If it seems as if it was just yesterday that the 2011 legislative session adjourned, that's because it did. Texas legislators concluded their 82nd biennial lawmaking meeting Monday after 140 days of discussion and debate.
In the end, Sen. Wendy Davis’ (D-Fort Worth) last-minute filibuster of a key school finance reform bill Sunday night dashed any hopes that lawmakers would avert a special session. Republicans on Monday failed to muster the four-fifths vote it would have taken in the Senate to resurrect the bill, without which the budget – the only piece of legislation lawmakers are constitutionally required to pass – didn’t balance.
So without a last-minute deal, the Texas Legislature gaveled the 82nd session closed on Monday, followed quickly by Gov. Rick Perry calling legislators back for a special session that began the next morning (May 31st).
Gov. Perry, who determines the agenda of special sessions, then directed the Legislature to consider the school finance bill, which would reduce the amount owed to school districts by $4 billion, and a Medicaid measure.
Senate Finance Chair Steve Ogden (R-Bryan) said Democrats should have been careful what they wished for, particularly when Sen. Davis opened the door to a special session by running out the clock on the school finance bill with a late Sunday filibuster.
“The political calculations here are risky,” Ogden said. “Things can change a lot around here without a blocker bill. A lot.”
Regardless of what other issue will be added to the special session agenda, lawmakers are on the verge of balancing the state’s budget without raising taxes.
With Republicans operating with a super-majority in the House and a commanding majority in the Senate, there was little doubt that the GOP would be able to impose its will.
What was new was the power exerted by the Tea Party movement, which helped propel dozens of new lawmakers into the Capitol to hold the line on solving the budget mess without raising significant new revenue or tapping the state’s Rainy Day Fund. As a result, legislators have made cuts to education, health and human services, and other state programs.

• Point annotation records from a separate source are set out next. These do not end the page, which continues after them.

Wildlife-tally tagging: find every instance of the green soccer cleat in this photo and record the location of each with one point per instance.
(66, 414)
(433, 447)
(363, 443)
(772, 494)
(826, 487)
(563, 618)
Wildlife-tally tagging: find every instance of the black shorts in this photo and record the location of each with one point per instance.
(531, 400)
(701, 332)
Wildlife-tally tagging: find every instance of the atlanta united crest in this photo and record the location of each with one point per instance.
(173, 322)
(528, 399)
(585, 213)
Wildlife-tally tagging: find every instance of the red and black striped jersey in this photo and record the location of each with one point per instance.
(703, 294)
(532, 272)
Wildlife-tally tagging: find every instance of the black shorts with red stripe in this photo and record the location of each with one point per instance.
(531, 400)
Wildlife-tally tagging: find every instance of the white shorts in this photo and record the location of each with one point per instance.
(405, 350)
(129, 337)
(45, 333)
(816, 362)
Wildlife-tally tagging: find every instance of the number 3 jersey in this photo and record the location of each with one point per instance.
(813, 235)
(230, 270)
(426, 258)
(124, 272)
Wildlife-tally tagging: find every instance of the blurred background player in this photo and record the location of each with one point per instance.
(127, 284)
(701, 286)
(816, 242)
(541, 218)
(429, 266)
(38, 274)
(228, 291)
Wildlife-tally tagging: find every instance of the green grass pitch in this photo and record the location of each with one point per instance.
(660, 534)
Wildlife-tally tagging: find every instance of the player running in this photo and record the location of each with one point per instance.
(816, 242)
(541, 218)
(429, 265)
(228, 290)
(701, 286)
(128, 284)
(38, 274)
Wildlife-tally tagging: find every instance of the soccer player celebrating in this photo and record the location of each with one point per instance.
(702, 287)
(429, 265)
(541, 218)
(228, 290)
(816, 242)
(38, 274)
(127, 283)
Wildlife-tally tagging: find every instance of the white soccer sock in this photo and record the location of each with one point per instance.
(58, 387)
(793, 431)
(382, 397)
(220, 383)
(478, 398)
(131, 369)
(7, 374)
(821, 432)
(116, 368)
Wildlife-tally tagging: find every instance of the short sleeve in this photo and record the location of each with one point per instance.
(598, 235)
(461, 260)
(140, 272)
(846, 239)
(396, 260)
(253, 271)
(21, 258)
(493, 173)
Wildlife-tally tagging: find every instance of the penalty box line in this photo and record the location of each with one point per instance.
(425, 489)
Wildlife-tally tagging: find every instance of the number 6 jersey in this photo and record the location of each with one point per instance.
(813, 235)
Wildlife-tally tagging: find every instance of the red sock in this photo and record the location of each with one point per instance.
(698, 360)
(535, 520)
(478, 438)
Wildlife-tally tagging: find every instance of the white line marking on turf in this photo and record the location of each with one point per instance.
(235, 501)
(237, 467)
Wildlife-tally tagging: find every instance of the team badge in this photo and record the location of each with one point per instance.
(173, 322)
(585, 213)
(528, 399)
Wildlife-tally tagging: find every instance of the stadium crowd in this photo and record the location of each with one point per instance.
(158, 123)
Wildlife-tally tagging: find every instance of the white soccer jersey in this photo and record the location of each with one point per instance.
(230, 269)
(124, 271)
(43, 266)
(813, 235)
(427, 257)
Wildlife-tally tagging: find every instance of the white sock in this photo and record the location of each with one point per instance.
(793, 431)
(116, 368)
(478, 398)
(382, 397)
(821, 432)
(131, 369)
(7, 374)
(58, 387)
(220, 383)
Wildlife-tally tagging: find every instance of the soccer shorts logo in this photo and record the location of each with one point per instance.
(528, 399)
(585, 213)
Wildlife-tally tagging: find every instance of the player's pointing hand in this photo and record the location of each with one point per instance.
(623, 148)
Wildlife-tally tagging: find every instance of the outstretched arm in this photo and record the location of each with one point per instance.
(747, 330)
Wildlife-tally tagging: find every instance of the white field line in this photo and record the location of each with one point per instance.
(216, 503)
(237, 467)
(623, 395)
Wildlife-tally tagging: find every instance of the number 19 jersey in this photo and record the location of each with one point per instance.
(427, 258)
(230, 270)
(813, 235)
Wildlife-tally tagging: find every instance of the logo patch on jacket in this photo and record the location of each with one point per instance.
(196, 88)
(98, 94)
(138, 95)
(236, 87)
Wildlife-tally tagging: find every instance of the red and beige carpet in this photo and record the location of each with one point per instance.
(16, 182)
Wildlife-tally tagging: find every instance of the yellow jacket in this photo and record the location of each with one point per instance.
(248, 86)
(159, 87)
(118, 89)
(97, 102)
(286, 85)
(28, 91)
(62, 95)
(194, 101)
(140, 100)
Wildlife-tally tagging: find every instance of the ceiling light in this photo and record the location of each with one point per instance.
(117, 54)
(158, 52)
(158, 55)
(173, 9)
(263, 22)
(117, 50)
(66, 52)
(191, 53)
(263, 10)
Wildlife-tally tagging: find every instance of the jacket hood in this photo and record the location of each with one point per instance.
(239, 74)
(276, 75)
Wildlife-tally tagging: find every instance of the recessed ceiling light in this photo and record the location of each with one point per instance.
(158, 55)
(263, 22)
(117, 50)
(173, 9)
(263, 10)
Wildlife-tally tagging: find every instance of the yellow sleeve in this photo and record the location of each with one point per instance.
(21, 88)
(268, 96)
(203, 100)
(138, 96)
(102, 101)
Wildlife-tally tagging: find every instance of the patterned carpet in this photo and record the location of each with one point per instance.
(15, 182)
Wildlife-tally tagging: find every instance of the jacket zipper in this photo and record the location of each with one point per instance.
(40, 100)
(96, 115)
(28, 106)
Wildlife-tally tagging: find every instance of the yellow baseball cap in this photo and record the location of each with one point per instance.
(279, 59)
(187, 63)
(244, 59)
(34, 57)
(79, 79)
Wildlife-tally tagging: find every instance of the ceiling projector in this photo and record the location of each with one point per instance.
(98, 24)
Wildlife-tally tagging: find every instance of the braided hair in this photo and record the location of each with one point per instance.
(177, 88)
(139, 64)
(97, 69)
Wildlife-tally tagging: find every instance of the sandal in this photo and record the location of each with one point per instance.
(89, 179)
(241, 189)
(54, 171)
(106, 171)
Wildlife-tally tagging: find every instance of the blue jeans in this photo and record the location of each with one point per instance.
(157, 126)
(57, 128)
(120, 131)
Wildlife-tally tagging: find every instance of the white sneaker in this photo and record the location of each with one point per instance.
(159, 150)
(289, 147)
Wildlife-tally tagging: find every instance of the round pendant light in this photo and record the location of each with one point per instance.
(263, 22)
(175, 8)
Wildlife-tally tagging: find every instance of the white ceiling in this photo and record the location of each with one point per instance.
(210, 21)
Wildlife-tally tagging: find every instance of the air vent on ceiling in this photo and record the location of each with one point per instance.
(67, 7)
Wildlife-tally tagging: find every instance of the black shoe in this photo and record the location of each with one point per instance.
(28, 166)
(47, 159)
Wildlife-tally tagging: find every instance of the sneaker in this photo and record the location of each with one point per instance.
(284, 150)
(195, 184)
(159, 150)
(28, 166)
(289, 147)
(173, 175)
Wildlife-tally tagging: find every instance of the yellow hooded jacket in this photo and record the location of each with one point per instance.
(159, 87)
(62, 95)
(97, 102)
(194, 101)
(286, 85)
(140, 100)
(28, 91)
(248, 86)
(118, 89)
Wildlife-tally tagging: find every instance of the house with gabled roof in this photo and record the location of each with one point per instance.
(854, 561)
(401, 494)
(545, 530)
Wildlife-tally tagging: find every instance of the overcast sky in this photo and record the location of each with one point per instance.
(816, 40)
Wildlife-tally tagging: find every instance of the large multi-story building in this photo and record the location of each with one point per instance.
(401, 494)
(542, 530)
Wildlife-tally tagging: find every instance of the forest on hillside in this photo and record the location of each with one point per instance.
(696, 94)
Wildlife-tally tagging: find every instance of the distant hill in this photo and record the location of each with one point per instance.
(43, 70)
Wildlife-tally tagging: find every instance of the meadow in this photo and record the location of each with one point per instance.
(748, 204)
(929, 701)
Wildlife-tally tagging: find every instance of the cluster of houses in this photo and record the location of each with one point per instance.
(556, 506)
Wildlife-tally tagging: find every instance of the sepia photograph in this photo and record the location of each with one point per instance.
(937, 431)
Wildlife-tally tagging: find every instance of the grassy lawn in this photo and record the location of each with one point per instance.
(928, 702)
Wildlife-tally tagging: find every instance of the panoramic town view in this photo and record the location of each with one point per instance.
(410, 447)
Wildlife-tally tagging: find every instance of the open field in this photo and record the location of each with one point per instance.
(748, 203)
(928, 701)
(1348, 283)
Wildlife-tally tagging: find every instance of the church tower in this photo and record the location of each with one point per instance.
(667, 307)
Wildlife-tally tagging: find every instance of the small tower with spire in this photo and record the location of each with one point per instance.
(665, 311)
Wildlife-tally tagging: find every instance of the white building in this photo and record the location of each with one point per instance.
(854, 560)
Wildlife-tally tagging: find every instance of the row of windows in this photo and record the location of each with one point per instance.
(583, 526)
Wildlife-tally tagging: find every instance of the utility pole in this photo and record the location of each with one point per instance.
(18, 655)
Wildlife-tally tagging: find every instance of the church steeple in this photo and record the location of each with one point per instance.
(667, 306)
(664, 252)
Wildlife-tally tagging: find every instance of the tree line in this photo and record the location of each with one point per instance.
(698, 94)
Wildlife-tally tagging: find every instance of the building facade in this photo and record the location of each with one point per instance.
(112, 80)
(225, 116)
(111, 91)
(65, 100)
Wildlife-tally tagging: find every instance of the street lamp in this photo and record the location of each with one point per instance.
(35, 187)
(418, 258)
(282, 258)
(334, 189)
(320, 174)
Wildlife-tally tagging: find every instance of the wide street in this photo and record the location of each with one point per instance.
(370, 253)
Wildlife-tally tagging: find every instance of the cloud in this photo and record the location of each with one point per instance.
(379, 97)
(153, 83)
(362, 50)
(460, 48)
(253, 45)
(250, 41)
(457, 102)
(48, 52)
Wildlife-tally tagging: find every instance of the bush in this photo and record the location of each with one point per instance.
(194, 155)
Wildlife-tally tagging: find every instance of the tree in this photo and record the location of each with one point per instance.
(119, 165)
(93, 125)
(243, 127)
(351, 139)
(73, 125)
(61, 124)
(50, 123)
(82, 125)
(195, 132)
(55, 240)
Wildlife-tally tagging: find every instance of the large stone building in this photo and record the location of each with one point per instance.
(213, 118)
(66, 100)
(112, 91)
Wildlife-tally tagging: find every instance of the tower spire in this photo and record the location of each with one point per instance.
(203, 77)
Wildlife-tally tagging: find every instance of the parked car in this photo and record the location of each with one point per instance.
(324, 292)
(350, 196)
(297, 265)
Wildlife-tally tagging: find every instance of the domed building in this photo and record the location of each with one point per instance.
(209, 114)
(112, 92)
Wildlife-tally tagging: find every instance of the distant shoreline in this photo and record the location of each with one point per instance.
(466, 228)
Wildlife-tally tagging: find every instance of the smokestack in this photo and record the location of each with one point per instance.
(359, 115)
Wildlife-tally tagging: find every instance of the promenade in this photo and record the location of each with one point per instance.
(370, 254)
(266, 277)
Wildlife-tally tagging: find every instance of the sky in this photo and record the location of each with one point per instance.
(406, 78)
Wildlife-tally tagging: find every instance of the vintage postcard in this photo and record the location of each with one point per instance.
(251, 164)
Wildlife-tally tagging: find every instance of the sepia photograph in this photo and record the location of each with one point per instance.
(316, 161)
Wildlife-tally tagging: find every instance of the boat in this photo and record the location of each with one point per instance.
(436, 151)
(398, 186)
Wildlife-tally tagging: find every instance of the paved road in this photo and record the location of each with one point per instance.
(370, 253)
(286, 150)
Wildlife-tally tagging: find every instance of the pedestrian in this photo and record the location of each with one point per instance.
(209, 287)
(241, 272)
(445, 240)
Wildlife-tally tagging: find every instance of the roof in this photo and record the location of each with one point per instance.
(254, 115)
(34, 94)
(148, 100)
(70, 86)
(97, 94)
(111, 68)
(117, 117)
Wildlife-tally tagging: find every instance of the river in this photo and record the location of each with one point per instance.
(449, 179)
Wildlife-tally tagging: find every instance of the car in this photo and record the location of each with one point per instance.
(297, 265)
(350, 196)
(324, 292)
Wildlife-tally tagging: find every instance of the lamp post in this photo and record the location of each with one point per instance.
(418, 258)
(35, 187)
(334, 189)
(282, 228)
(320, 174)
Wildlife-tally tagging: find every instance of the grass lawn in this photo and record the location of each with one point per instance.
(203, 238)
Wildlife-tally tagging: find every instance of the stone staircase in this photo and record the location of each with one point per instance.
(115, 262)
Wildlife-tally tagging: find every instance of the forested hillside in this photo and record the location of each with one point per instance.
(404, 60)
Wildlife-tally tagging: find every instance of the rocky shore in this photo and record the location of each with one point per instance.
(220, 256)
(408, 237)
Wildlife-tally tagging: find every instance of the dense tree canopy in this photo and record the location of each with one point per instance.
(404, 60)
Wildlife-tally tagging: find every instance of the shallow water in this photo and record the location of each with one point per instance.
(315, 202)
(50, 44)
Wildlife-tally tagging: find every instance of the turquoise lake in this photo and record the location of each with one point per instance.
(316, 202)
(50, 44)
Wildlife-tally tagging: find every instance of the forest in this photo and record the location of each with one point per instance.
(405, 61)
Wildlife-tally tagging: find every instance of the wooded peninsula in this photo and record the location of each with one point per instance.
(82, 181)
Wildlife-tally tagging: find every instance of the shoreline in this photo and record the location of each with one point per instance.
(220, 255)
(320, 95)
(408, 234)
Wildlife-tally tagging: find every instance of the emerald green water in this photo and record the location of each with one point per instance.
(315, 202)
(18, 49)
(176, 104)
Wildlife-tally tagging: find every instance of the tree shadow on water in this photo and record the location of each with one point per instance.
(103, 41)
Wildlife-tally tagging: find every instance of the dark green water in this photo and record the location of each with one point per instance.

It’s very difficult to write a budget when the state is short of money and lawmakers insist up front that they will stay out of the state’s savings account and not raise taxes. They did it, but only by cutting about $15 billion from current spending.
The budget process limped to the end of the session, dependent on related legislation pulling $3.2 billion from the state’s Rainy Day Fund so the state wouldn’t default on bills for the current budget, but using none of it to help close the shortfall for 2012-13.
That balancing act required some money from a combination of deferred payments and accelerated tax collections and other tricks, cuts to programs throughout state government, and rosy forecasts that lower the price tags on programs where costs are rising with the state population, inflation and participation rates.
While there is still work to do, lawmakers will likely pass a balanced budget during the special session without raising taxes. True to their word, state leaders insisted that tax increases and new taxes were off the table. Gov. Perry and lawmakers should be commended for their fiscal discipline and continuing to keep Texas’ business climate competitive in the global economy.
TCC will remain vigilant to defend against any tax proposals until the final gavel falls.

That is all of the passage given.